Could not load file or assembly 'System.Security.Cryptography.Algorithms, Version = 4.1.0.0

Carlos28 picture Carlos28 · Sep 5, 2017 · Viewed 22.4k times · Source

I'm trying to use System.Security.Cryptography.RNGCryptoServiceProvider class in my .NET Standard 1.4 library and according to this topic my code looks like this:

    private byte[] GenerateRandomNumber(int length)
    {
        using (var randomNumberGenerator = RandomNumberGenerator.Create())
        {
            var number = new byte[length];
            randomNumberGenerator.GetBytes(number);

            return number;
        }
    }

I have also installed from NuGet libraries:

  • System.Security.Cryptography.Algorithms v=4.3.0
  • System.Security.Cryptography.Primitives v=4.3.0

But trying fire it up gives me:

'Could not load file or package' System.Security.Cryptography.Algorithms, Version = 4.1.0.0, Culture = neutral, PublicKeyToken = b03f5f7f11d50a3a 'or one of its dependencies.

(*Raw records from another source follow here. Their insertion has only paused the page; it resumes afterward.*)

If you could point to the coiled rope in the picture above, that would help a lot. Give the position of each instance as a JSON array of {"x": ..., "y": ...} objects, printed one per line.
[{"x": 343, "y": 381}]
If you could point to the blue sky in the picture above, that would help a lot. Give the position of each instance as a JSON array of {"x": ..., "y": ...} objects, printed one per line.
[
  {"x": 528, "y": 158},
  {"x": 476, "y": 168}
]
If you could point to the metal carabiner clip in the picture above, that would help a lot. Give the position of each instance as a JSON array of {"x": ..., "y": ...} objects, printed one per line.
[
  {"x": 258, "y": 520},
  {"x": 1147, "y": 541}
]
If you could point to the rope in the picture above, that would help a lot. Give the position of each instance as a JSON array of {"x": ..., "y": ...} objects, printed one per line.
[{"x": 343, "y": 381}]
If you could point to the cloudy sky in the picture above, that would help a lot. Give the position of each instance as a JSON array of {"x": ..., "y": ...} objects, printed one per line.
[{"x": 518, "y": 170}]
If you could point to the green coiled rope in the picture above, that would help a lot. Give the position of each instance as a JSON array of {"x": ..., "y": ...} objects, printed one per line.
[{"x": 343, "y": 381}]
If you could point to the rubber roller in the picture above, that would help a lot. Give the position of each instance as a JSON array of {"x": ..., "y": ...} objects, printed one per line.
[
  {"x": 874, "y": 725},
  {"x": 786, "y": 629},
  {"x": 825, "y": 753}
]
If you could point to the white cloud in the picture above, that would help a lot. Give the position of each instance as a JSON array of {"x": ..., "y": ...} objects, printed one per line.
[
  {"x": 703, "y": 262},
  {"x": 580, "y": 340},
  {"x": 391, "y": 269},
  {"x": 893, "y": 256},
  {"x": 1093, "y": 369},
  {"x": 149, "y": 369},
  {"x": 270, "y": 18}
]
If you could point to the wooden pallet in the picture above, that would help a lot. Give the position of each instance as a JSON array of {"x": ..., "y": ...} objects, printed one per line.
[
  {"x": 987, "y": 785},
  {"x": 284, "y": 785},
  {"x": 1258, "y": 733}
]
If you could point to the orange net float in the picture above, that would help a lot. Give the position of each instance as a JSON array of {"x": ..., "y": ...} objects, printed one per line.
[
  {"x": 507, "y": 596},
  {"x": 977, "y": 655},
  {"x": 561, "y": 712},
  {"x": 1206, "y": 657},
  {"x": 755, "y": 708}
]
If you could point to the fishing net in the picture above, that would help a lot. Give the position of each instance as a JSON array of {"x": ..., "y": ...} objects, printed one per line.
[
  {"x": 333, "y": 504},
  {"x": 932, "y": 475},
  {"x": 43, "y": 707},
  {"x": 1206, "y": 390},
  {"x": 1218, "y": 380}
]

The specified file could not be found. '

And on NuGet page there is no 4.1.0.0 version, only 4.1.0-rc2-24027 and after installing this version I get exact same exception.

What is wrong?

Edit: Switching from .NET Standard 1.4 to 1.6 didn't help

Edit2:

When I hit F12 on RandomNumberGenerator:

#region Assembly System.Security.Cryptography.Algorithms, Version=4.1.0.0, Culture=neutral, PublicKeyToken=b03f5f7f11d50a3a
// C:\Users\x.y\.nuget\packages\system.security.cryptography.algorithms\4.3.0\ref\netstandard1.4\System.Security.Cryptography.Algorithms.dll
#endregion

namespace System.Security.Cryptography
{
    public abstract class RandomNumberGenerator : IDisposable
    {
        protected RandomNumberGenerator();

        public static RandomNumberGenerator Create();
        public void Dispose();
        public abstract void GetBytes(byte[] data);
        protected virtual void Dispose(bool disposing);
    }
}

So it wants 4.1.0 version (that not exists on NuGet) but path is set for 4.3.0

Answer

Martin Liversage picture Martin Liversage · Sep 5, 2017

In addition to having a .NET Standard library you also have an application (like a console application) or perhaps a test project. The platform for the application determines what specific assembly referenced by your .NET Standard library to load.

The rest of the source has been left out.